Online shopping campaigns, school vacation periods and other windows of opportunity produce the most distracted, off-guard prey, it seems

In analyzing the most prevalent cyber incidents in its 2023 user base data, one cybersecurity firm has noted that high severity threats were increasing and peaking during prime times for holidays and online shopping seasons such as in June and November.

Such a trend is in line with earlier correlations in 2022 where researchers noticed that attackers were taking advantage of times when people are away, busy, or distracted — to time the launch of their attack campaigns in order to incur more damage and amid high risks.

In terms of the type of attack most frequently launched at such distracting periods, identity theft and compromise topped the list. Such attacks enable cybercriminals to breach an account and gain access to the corporate network, data, and more.

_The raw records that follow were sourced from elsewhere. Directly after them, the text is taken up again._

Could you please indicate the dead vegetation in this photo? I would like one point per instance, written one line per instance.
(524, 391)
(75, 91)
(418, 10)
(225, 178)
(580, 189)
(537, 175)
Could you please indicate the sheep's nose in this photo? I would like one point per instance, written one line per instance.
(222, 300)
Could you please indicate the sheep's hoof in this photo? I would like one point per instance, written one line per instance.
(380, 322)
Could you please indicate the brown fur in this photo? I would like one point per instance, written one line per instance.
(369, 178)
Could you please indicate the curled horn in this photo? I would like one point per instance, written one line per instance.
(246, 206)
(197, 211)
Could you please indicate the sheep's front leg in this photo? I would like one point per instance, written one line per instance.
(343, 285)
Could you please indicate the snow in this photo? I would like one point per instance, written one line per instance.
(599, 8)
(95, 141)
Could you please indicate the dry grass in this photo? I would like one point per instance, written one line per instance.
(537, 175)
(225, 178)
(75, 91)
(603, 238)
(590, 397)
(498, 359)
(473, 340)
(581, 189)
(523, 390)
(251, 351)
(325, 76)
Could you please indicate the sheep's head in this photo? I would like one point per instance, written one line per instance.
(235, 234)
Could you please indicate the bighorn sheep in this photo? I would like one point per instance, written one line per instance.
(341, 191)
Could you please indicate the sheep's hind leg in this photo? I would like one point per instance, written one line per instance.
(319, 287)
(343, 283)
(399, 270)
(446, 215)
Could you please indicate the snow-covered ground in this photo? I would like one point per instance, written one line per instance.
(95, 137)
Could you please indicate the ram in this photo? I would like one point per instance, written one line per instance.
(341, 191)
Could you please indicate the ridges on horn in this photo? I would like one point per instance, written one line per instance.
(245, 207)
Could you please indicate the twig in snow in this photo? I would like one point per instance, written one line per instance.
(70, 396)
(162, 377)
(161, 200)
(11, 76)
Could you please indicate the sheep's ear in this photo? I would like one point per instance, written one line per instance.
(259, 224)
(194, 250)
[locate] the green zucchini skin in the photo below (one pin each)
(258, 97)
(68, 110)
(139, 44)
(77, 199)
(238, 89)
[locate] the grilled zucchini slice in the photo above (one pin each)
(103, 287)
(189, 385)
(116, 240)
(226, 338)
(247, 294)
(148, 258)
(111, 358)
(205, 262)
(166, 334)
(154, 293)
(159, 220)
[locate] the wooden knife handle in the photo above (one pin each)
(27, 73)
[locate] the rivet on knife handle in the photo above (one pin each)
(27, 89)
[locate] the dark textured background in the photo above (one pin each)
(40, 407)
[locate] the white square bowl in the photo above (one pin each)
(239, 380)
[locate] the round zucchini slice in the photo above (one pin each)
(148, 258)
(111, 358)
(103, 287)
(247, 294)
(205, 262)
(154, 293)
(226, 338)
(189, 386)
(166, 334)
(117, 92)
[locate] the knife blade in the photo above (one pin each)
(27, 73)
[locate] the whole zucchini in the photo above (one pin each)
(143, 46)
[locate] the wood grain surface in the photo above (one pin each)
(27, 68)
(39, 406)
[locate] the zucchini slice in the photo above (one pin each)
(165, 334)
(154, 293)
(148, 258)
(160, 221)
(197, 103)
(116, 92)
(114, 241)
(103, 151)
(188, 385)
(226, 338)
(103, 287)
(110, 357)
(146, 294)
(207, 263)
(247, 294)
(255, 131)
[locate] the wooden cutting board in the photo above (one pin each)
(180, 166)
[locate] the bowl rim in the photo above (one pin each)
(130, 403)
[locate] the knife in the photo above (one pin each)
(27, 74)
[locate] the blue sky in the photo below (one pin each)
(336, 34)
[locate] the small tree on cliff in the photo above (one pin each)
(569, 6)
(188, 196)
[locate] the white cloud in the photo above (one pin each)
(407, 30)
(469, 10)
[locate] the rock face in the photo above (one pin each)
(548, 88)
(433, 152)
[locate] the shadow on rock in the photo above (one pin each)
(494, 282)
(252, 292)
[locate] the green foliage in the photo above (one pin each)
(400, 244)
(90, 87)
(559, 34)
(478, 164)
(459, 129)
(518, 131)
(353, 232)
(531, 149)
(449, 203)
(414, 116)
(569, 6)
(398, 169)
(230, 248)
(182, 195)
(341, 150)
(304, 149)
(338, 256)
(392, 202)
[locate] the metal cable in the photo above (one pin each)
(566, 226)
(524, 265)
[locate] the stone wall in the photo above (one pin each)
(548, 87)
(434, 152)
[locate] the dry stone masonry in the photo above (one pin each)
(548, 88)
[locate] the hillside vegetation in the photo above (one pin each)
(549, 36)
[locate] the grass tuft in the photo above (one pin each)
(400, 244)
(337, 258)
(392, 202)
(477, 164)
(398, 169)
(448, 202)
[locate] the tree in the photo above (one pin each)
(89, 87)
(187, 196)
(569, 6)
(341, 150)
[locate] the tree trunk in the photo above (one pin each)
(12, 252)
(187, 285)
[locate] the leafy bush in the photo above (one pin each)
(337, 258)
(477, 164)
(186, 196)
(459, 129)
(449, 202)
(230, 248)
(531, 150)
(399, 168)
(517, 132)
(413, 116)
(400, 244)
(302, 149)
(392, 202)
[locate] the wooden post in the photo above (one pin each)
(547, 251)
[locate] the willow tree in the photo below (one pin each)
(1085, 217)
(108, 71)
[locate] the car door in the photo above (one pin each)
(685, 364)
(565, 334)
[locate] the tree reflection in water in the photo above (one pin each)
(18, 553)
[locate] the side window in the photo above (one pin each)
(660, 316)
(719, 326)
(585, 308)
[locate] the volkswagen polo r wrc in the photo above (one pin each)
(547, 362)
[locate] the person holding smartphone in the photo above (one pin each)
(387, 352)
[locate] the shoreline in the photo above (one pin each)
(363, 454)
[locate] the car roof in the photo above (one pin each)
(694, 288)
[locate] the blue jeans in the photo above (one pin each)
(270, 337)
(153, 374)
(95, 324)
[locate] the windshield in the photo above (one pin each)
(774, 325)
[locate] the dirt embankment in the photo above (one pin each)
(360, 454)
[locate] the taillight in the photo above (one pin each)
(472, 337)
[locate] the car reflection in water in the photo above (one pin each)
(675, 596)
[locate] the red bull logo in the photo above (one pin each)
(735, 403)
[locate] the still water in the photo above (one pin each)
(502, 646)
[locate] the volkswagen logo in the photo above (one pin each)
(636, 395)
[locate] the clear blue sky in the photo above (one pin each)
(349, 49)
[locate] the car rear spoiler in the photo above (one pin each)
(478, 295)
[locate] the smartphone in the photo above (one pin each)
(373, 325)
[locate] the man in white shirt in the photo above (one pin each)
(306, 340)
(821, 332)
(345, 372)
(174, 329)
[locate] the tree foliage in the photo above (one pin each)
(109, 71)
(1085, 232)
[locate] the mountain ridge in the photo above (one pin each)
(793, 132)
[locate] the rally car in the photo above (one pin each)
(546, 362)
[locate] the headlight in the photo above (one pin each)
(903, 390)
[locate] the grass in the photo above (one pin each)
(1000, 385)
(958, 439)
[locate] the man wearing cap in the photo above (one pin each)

According to Merium Khalid, Director, SOC Offensive Security, Barracuda Networks, the firm that publicized its 2023 cyber threat trends data: “Cybersecurity involves understanding attackers’ behavior as well as their tools and tactics… Most attacks… gain access to accounts by compromising identities. As attackers start to leverage AI tools to scale the volume, speed, and sophistication of attacks, these trends will escalate. Security teams need to ensure their security tools have the same power.”

The firm recommends that the implement robust authentication and access controls (multi-factor authentication at a minimum, and ideally moving to Zero Trust-based measures), alongside a solid approach to patch management and data protection, with regular cybersecurity awareness training for employees.

At the back end of the network, organizations can engage 24/7/365 security operations center monitoring to catch unknowns and anomalies that could otherwise slip through their defenses.